Large-scale collage works exploring intimacy, memory, and devotion to feeling.
recent exhibition:
kiss me good luck*
the exhibit ran from July 14-20, 2025
Kiss Me Good Luck unfolded as a meditation on closeness — the moments we stay, the moments we almost do, and the quiet negotiations between tenderness and restraint.
The exhibition was presented in two collections, each tracing a different emotional register of intimacy: surrender, hesitation, devotion, and release.
Emaulé’s practice centers large-scale collage as a site of emotional architecture — assembling fragments of image, text, and memory into works that ask for slowness, space, and sustained attention.
Themes of love, longing, and relational memory recur throughout the work, not as sentiment, but as structure: how intimacy is built, tested, and held over time.

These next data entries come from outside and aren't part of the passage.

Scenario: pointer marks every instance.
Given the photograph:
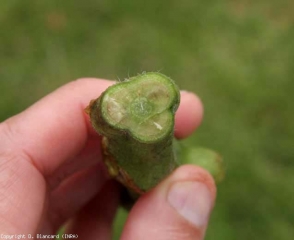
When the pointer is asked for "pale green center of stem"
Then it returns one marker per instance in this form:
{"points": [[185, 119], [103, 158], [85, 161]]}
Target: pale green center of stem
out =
{"points": [[141, 107], [144, 106]]}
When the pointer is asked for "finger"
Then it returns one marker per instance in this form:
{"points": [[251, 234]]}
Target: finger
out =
{"points": [[74, 193], [178, 208], [88, 157], [54, 129], [95, 220], [188, 115]]}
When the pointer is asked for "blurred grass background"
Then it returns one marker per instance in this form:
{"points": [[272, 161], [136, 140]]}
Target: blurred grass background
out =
{"points": [[238, 56]]}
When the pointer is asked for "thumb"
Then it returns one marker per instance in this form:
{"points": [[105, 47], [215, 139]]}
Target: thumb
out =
{"points": [[178, 208]]}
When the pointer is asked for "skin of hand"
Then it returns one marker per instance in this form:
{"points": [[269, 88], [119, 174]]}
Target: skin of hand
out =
{"points": [[51, 173]]}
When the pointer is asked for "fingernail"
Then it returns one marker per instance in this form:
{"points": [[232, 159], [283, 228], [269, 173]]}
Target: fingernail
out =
{"points": [[192, 200]]}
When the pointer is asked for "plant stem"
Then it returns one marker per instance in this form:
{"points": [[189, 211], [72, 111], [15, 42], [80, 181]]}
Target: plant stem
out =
{"points": [[136, 118]]}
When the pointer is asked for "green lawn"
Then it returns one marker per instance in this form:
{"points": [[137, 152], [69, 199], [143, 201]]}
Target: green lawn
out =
{"points": [[238, 56]]}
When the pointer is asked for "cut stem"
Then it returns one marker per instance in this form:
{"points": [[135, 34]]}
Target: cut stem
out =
{"points": [[136, 118]]}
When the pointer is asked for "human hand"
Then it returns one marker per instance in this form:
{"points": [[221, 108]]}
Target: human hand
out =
{"points": [[51, 173]]}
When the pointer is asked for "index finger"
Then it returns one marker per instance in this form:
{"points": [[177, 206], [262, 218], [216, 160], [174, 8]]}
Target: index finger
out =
{"points": [[55, 128]]}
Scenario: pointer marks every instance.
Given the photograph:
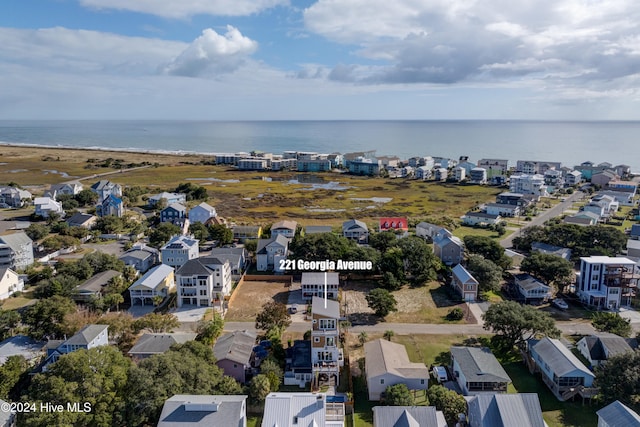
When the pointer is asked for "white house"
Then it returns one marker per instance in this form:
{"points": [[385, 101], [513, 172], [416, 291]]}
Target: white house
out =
{"points": [[16, 251], [10, 283], [202, 213], [313, 285], [204, 282], [301, 409], [562, 372], [606, 282], [87, 338], [178, 250], [46, 206], [157, 282], [270, 253], [387, 363], [476, 370], [531, 288]]}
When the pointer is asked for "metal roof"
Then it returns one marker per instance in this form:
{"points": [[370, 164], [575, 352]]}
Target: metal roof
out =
{"points": [[478, 364]]}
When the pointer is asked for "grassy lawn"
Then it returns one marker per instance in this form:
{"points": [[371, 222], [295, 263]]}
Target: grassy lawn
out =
{"points": [[555, 413]]}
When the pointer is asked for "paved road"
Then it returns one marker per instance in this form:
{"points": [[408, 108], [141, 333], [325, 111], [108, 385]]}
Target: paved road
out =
{"points": [[540, 219], [567, 328]]}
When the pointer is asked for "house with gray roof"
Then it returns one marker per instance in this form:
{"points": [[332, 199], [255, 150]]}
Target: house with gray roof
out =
{"points": [[270, 252], [301, 409], [20, 345], [204, 282], [387, 363], [464, 283], [408, 416], [234, 353], [563, 373], [599, 347], [477, 370], [617, 414], [189, 410], [159, 343], [354, 229], [89, 337], [157, 282], [94, 286], [141, 257], [16, 251], [505, 410]]}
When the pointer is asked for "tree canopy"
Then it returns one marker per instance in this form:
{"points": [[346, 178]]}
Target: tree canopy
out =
{"points": [[515, 323], [381, 301]]}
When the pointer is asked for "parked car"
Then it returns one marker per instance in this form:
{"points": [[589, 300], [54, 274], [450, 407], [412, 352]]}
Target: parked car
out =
{"points": [[560, 303], [440, 373]]}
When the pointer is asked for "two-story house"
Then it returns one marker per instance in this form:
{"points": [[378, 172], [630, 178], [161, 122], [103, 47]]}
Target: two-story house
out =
{"points": [[286, 228], [354, 229], [204, 282], [173, 213], [606, 282], [178, 250], [326, 355], [87, 338], [448, 248], [270, 253], [16, 251], [313, 285]]}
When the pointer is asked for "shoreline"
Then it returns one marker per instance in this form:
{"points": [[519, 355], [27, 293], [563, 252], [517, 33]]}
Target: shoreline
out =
{"points": [[177, 153]]}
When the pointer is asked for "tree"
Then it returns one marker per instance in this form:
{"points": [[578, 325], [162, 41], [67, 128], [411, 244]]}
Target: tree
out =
{"points": [[399, 395], [13, 368], [515, 323], [273, 317], [448, 401], [37, 231], [272, 370], [259, 387], [156, 322], [619, 378], [45, 318], [548, 267], [210, 330], [611, 322], [162, 233], [221, 233], [381, 301], [97, 376], [9, 320], [486, 272], [188, 368]]}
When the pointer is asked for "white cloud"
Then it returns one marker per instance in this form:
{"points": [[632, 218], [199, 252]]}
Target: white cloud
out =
{"points": [[187, 8], [565, 43], [212, 54]]}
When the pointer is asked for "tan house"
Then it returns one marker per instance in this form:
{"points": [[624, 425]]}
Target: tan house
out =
{"points": [[387, 363], [464, 283]]}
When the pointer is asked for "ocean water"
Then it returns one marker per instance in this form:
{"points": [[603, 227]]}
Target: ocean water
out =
{"points": [[616, 142]]}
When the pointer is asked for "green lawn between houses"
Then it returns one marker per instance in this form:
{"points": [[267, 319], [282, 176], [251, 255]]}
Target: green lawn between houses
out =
{"points": [[434, 349]]}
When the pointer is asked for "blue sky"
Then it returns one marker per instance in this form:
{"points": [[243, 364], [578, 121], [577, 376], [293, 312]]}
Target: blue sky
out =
{"points": [[322, 59]]}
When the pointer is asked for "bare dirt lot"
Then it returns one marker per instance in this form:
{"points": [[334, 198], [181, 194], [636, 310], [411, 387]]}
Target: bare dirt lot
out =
{"points": [[249, 297], [425, 304]]}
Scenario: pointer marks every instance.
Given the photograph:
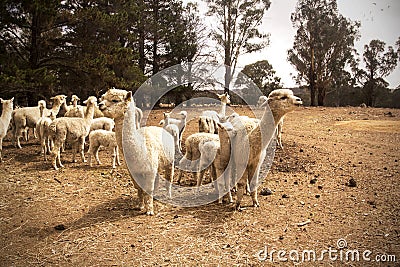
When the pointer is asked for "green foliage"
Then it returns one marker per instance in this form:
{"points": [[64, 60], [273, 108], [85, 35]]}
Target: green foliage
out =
{"points": [[237, 29], [323, 46], [379, 63]]}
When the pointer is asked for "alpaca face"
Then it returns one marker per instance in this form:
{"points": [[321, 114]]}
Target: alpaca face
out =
{"points": [[283, 101], [114, 103], [59, 99], [7, 104]]}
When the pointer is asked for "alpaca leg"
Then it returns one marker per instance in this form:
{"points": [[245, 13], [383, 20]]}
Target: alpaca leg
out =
{"points": [[114, 157], [1, 149], [82, 149], [241, 187], [169, 175], [117, 155]]}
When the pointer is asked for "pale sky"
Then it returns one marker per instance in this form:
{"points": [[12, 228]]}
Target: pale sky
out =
{"points": [[380, 19]]}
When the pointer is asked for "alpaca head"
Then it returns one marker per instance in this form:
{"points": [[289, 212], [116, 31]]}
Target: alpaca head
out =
{"points": [[7, 104], [58, 100], [115, 102], [91, 101], [282, 101], [75, 99], [225, 98], [42, 104]]}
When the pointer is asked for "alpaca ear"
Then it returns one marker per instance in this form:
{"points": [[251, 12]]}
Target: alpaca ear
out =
{"points": [[128, 96]]}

Each piece is created with placement in mind, allowing the work to exist not only as an image, but as an atmosphere within a space.
About Emaule Studios.
Emaulé Studios is run by Emani Lemon (they/them), a multidisciplinary artist and sentimental maximalist, known for transforming memory into material. Through collage, text, and tactile storytelling, they explore themes of love, grief, intimacy, and emotional residue — often using found imagery and fragments of the past to reassemble something honest, raw, and entirely their own.
Their work doesn't just tell stories — it remembers them. Carefully. Quietly. Sometimes out loud.
Rooted in vulnerability, Emani’s pieces invite the viewer to reflect on what lingers: the text you didn’t send, the version of yourself you thought you outgrew, the kind of care you’ve always deserved.
Born and based in Toronto, Emani’s art lives at the intersection of tenderness and confrontation — asking not just what we’ve survived, but what we’re still carrying.
Emaulé is more than just a collage practice — it’s a creative studio that also offers set design and curatorial work across the city.